Prejudice is a predetermined belief toward a group of people or a single person because of race, social class, gender, ethnicity, sexual orientation, age, disability, political beliefs, religious conviction, vocation, or personal or physical characteristics (such as obesity), and it is alive and well in the modern Church. Prejudice often leads to thoughtless assumptions and the occasional remarks. It is what causes persons to think that all fat people are lazy, lawyers are liars, and blonds are stupid. This prejudice has no factual basis for its predetermined belief, but then it is not about facts, it is simply about sin.

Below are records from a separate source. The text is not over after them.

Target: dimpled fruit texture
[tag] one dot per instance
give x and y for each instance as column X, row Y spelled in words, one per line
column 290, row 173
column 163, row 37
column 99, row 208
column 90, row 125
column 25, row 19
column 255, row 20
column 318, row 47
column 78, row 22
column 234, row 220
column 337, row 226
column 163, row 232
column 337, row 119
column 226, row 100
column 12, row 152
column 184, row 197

Prejudice can be negative or positive and comes in three forms: cognitive, affective, and conative. These three types of prejudice are interrelated, but all need not be present in a particular individual. Someone may believe that a particular group possesses low levels of intelligence, but harbor no ill feeling towards that group. Another group may be disliked because of intense competition for jobs, but still recognize no differences between groups; exhibited in recent history by the Mexican workers taking certain jobs previously held by Black workers in the United States .

Negative prejudice can lead to discrimination, a thought, behavior, or action with allusion to unequal treatment of people because they are members of a specific category. Discrimination rears its ugly head in three categories: individual, legal, and institutional. As with prejudice, the three kinds of discrimination are interrelated and may be found to varying degrees in society and its individual members. Since churches are made up of imperfect people, it stands to reason that the Church possesses negative prejudice and carries out various forms of discrimination. The problem is not that individuals harboring prejudice and discrimination enter the Church, but that the Church is comfortable with allowing both negative prejudice and discrimination to nest within the institution.

Negative prejudice leads to racism, a belief that race is the most important determinant of human traits and capacities, that racial differences produce an inherent superiority or inferiority of a particular racial group, and that these racial characteristics determine their respective cultures. This racism leads the institutional church to seek members, employees and vendors of like race. On an individual level, this same racism leads people to choose doctors, lawyers, etc. based on race alone. How can a prejudice racist people gather in a building and sing praises to God?

Prayer: “Lord, I admit to you all my prejudices, discrimination, and racism. I admit them all to you Lord and acknowledge to you that I have been wrong. I am sorry. I ask that you forgive me. I beg you to cleanse me and make me whiter than snow. I ask you to empower me, that I not fall back into prejudice, discrimination, or racism, and that you empower me to change the church. Amen.”